Aussi, les auteurs qui prenant réellement le temps de créer un personnage véritablement original, le font généralement selon des critères qui lui sont propres. Puisqu’il s’agira du héros de l’histoire, la tentation est très forte de le reproduire, par exemple, soit à son image, soit à l’image de ce qu’il aimerait être.
Dans le premier cas, celui du héros dépeint à l’image de l’auteur, cela peut être soit le signe d’une certaine forme d’égocentrisme entraînant un besoin incontrôlable de se présenter soi-même en tant que héros, mais aussi une forme d’auto-critique, dans le cas où les traits de caractères décrits laisseraient clairement à penser qu’il ont été volontairement grossis.
Dans le deuxième cas, l’auteur peut être incité à imaginer son personnage tel qu’il aimerait lui-même être dans la vie réelle. Il s’agit là d’une sorte de rejet de la réalité. Un rejet qui pousse l’auteur à créer un personnage dans la peau duquel il aimerait se trouver dans la vie de tous les jours. Ce personnages n’est pas nécessairement parfait sous tous rapports, mais il possède généralement des qualités et caractéristiques évidentes que l’auteur se sait ne pas avoir. Dans ce cas, l’auteur est capable de s’analyser lui-même, du moins en partie. Il sait reconnaître qu’il est loin d’être parfait, mais il n’est pas capable, où il ne se sent pas les moyens, d’évoluer dans sa vie tel qu’il le souhaiterait. Il se rabat alors sur son personnage principal, et le rends aussi bon qu’il aimerait l’être.
Le troisième cas est celui où l’auteur fait fi des précédentes analyses, et où son seul objectif est de créer un personnage principal qui serait l’anti-thèse du héros existant habituellement. Il cherche alors à prendre le contre-pied de tout ce qui existe déjà. Là, l’auteur donne des signes de rejets de ce qu’il considère être la mode actuelle, et cherche à imposer son propre style, quitte à aller envers et contre tout.

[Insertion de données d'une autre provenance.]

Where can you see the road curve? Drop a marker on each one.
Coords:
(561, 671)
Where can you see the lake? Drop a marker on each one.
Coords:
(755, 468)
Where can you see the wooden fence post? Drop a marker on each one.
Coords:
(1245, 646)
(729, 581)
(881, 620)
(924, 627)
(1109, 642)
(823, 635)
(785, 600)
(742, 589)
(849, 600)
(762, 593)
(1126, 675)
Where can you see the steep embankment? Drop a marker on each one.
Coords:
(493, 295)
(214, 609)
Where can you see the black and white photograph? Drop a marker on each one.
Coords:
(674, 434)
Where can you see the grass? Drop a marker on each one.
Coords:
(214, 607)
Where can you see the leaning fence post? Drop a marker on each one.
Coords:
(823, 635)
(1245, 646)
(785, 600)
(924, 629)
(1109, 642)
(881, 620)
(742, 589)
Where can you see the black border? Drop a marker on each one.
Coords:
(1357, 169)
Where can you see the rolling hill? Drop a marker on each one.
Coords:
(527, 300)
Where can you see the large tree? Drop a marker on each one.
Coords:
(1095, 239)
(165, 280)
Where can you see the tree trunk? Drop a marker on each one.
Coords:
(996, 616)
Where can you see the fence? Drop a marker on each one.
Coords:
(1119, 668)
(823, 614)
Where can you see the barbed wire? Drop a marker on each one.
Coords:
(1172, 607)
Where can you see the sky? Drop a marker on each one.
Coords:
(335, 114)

Finalement, dans la grande majorité des cas, le héros est fabriqué, de façon inconsciente, sous une forme qui permettrait de le classer dans au moins deux des trois catégories d’analyses citées ci-dessus. Il n’est ainsi pas rare qu’un personnage principal soit à la fois un proche reflet de l’auteur, lequel serait tout de même très légèrement adapté, dans le but de le faire ressembler encore plus à ce que l’on souhaiterais être.
Bien sur, cette réflexion est valable pour tous les auteurs en général, y compris moi, qui n’échappe évidement pas à la règle. Seuls les personnages principaux non humains pourraient éventuellement ne pas s’y rattacher. Quoi qu’il n’y aurait rien d’étonnant à ce qu’ils adhèrent, eux aussi, à cette règle.